How can you determine whether an image is merely attached or has actually been inserted into a post?

Bear with me. I promise there’s a question when I’m done 🙂

In WordPress, you can upload images while editing a post and have the option to insert them into the content (or not).

Regardless, the image appears to be “attached” to the post when viewing the Media manager.

Does WordPress place any references into the database to differentiate an image that’s been attached and also inserted into the post content? Or conversely, an image that’s been attached to a post but has NOT been inserted into the post content?

Why do I want to know this?

I would like to allow the user to upload images that will be written above the post content (a row of images) by simply uploading them via the post attachment wizard.

But they may also upload some images that they only want to appear in the content, so they will click “insert into post” in that case.
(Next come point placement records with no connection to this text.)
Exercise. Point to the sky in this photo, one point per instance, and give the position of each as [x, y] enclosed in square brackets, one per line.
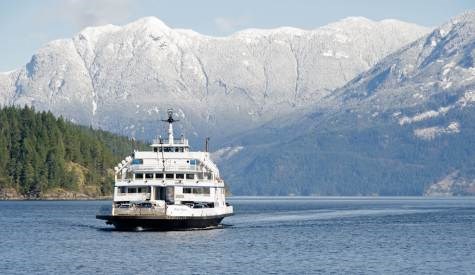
[27, 25]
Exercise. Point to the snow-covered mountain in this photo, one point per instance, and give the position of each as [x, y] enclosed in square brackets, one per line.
[404, 127]
[123, 78]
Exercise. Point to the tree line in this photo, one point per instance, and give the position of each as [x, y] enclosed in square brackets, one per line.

Unless I have some way of differentiating images that have actually been inserted vs images that have merely been attached, they will get duplicate images, one in the post and one at the top of the post.

Any thoughts on how to do this?

I suppose an alternate approach would be to add a checkbox to the attachments editor to flag an image for display as a post header attachment, then do a lookup for images attached to the post with the special flag.

3 Answers
3

I used nextgen gallery plugin to do something like this. Actually I’ve used only half of that: the end user uploads images through the plugin’s interface but the actual display inside the post is done with a custom shortcode.

I don’t think there is a way to tell if an attachment has been inserted in the post, short of examining the post content source.